Cash Flow Forecasting: How Finance Teams Project Liquidity and Plan Ahead

Why profitability and cash are not the same thing, how to forecast cash flow across multiple horizons and where it fits in the planning stack.

EPM 101 Guide11 min readUpdated February 2026

Cash flow forecasting projects when cash will move into and out of the business. It is distinct from P&L forecasting because a company can be profitable and still run out of cash. Revenue recognized is not cash received. Expenses accrued are not cash paid. The gap between accrual and cash is where liquidity risk lives.

This guide covers why cash flow forecasting matters, the direct and indirect methods, time horizons, how to build a 13-week cash forecast, common challenges and how cash forecasting connects to the broader planning process.

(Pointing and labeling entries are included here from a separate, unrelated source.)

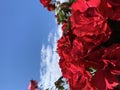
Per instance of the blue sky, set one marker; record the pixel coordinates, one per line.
(24, 26)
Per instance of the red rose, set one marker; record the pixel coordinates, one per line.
(90, 26)
(114, 3)
(51, 7)
(77, 77)
(83, 5)
(110, 9)
(45, 2)
(105, 78)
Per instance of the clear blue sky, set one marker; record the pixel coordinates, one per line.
(24, 26)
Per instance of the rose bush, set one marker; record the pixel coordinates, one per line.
(89, 55)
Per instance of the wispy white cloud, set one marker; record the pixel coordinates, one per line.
(49, 68)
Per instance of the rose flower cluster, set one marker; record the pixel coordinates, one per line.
(89, 48)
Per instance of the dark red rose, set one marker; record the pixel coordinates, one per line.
(114, 3)
(45, 2)
(105, 78)
(77, 77)
(83, 5)
(51, 7)
(33, 85)
(110, 9)
(80, 5)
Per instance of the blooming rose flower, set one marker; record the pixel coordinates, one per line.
(90, 26)
(110, 9)
(83, 5)
(114, 3)
(77, 77)
(104, 78)
(45, 2)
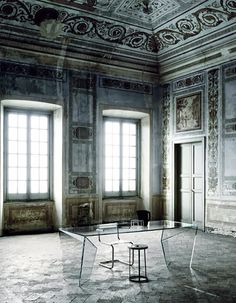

Why Cash Flow Forecasting Matters

Companies do not fail because they are unprofitable. They fail because they run out of cash. The most common cause of avoidable financial distress is not a bad business model — it is a failure to anticipate when cash will be needed and whether it will be available.

Cash flow forecasting gives finance teams and leadership visibility into future liquidity so they can make informed decisions about spending, borrowing, investing and risk management.

Direct vs Indirect Method

Direct Method

Forecasts actual cash receipts and disbursements. When will customers pay? When do we pay vendors, payroll, rent, debt service?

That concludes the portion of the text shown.